Sebelum memutuskan menjadi bhikkhu, beliau pada tahun 1946 berkesempatan meneruskan pendidikan di Belanda sebagai pelajar pekerja dan kuliah di Fakulteit Wis en Naturkunde pada Universiteit Gronigen. Di sana ia mendalami Ilmu Kimia. Meskipun mengambil ilmu eksakta, kegemarannya pada bidang filsafat tidak terkikis. Karena itu ketika di Belanda, dirinya juga mengikuti kuliah filsafat dan mendalami ilmu kebatinan. Di negeri Belanda ini pula minatnya pada ajaran Buddha semakin kuat, sehingga sebelum menyelesaikan pendidikannya dirinya memutuskan untuk mengabdikan diri sepenuhnya kepada agama Buddha. 

 

Sekembalinya ke Indonesia, ia memutuskan untuk menjadi seorang Anagarika. Semasa menjadi Anagarika ini, ia sudah aktif di perkumpulan Theosofi dan Tridharma.
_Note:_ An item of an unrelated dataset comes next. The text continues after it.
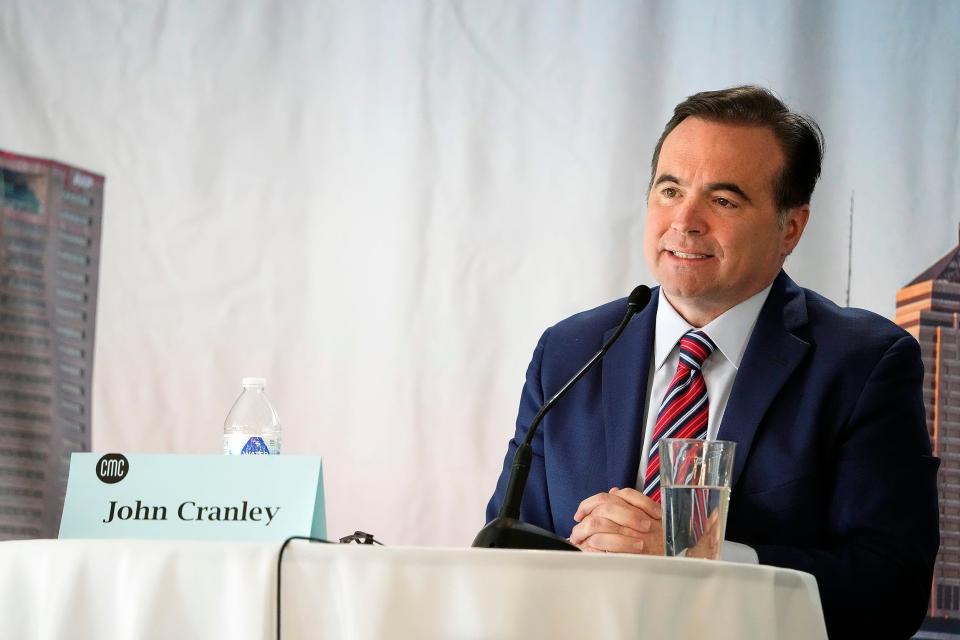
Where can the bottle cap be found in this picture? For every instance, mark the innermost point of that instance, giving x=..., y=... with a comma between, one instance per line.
x=253, y=383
Bersama elemen Buddhis lain, ia turut mencetuskan upacara Trisuci Waisak secara nasional di Candi Borobudur dan pada tanggal 22 Mei 1953, acara tersebut berhasil dilaksanakan.

 

Pada bulan Juli 1953, beliau memutuskan menggariskan hidupnya demi perkembangan kembali agama Buddha. Ia lalu ditahbiskan menjadi seorang sramanera dengan nama Ti Chen di vihara Kong Hoa Sie. Penahbisan tersebut dilakukan menurut tradisi Mahayana di bawah bimbingan Sanghanata Arya Mulia Mahabhiksu (Pen Ching Lau Ho Sang). Atas anjuran gurunya ini, dirinya pergi belajar ke Burma. Di sana, selama beberapa bulan ia menjalani vipassana di Pusat Latihan Meditasi Mahasi Sasana Yeikhta, Rangoon di bawah bimbingan khusus dari U Nyanuttara Sayadaw.

 

Pada tanggal 23 Januari 1954 Sramanera Ti Chen ditahbiskan sekali lagi menjadi seorang samanera menurut tradisi Theravada, dan pada sore harinya ditahbiskan menjadi seorang bhikkhu. Ia dibawah bimbingan spiritual Agga Maha Pandita U Ashin Sobhana Mahathera, atau yang lebih terkenal dengan nama Mahasi Sayadaw. Gurunya ini pula yang memberi nama Jinarakkhita.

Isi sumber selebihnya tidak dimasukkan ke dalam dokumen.